Tuesday, March 10, 2009
Old Pro - Yeah Right!
Then Bob and I had the best ice cream! It was Girl Scout Cookie Samoa's Ice Cream - yummy! Tonight we are trying the Thin Mint kind! Yes, we eat ice cream every night and yes we need to stop that! Probably the reason that both of us no longer fit in the same clothes that we had for our honeymoon or even the things we wore last year! But since I have started all of this I have been eating really healthy throughout the day, lots of veggies and fruit and whole grains. So I can't cut out the ice cream just now. I need to have something that I look forward to.
Monday, March 9, 2009
One Down - Many More to Go
Thursday, March 5, 2009
Date Night
Something has been brought to my attention that really makes me mad! With everything going on with the Octo-Mom I was just waiting for the backlash of that to come. Well I think it is starting. Georgia has proposed legislation that would virtually shut down IVF in that state! The bill calls for many regulations. But probably the most troubling ones are...
- Couples under 40 could only attempt to fertilize 2 eggs through in-vitro, a max of two embryos with no freezing allowed.
- Couples over 40 could attempt to fertilize 3 eggs but with no freezing allowed.
They are trying to say that this bill would protect women and children from multiple births but this isn't really a good thing. In reality things that would probably happen...
- No more in-vitro in Georgia (and I am sure it would only be a matter of time before this would spread to other states). I can't imagine many patients or even REs would use IVF under these circumstances.
- Since freezing is not an option - there would just be a lot of unknowns (even more than there is now)! Sometimes a patient hyperstimulates from the drugs and it is not safe to complete the transfer. In this case, the doctor and patient would have no other choice (since freezing is not an option) but to move forward and risk's the patients health or even cancel the cycle all together and the patient would be out a lot of money!
- Patients that have little time left or those with low egg supply would not be able to have embryos for future usage.
The headlines out there already read like "Bill would prohibit Octuplet mother scenario in Georgia"! This just ticks me off that because of one irresponsible RE and patient out there a bad name is coming down on IVF. I have to admit that if I wasn't facing the issues that we are facing I might feel the way that most of America is feeling. But having had dealt with infertility I have to say that IVF is such an amazing process to help those that would not have been able to have children on their own. Patients and REs just need to be responsible about things and there shouldn't ever be an issue out there like the Octo-Mom!

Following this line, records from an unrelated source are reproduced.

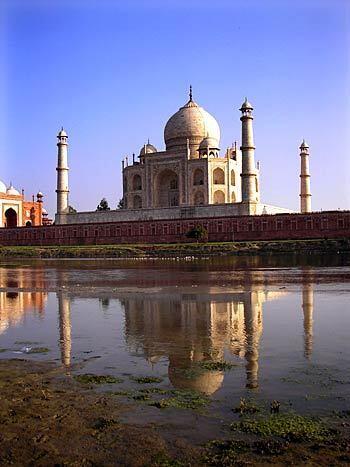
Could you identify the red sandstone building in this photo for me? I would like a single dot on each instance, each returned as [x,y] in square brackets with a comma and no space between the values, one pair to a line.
[17,212]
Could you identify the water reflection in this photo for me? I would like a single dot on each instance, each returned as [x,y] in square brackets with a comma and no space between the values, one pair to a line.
[185,329]
[65,327]
[15,302]
[197,328]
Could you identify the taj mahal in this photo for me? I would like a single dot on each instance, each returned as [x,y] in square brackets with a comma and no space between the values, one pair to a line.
[190,177]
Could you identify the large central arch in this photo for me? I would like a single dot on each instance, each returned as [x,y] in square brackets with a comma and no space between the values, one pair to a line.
[167,189]
[11,217]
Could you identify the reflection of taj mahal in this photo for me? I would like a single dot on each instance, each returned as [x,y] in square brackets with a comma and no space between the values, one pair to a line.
[190,172]
[185,329]
[14,303]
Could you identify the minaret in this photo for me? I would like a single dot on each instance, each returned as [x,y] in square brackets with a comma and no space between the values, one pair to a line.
[308,309]
[253,330]
[305,195]
[62,174]
[248,165]
[65,328]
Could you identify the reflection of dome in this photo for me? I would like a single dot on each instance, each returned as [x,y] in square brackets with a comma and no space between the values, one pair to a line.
[190,122]
[246,105]
[11,190]
[147,149]
[62,133]
[209,142]
[207,383]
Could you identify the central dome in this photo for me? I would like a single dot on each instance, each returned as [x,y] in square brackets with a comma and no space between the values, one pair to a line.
[190,122]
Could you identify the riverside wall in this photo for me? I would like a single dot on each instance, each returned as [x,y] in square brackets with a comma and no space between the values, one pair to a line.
[331,224]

So for those of you out there who have not had to deal with infertility in your life and don't understand the process. Please don't base your opinion about IVF on the few crazy people out there that abuse the situation. IVF is a miracle for many, many people out there. And I know that it will be my miracle too!
Monday, March 2, 2009
One Week to Go
I have found myself lately saying things like, "When the baby is here" and such. After I say something like that I feel really guilty. Am I just setting myself up for failure by saying that, am I stupid in thinking that this is actually going to be it for us, am I getting ahead of myself. But I have to say it just feels so good to say something like that.
I have been praying a lot lately. In some ways I feel a sense of calm when I pray but then I hope that God doesn't think I am praying just because I want something. I am just trying to find a way to calm myself through everything and praying makes me feel like this is all more powerful than I am and that I just need to go through the flow and let things happen the way that they are supposed to happen.
Please God - Watch over Bob and I (and all other's going through IVF), give them the strength and courage to place everything in your hands and trust that we are just living your plan you have for us.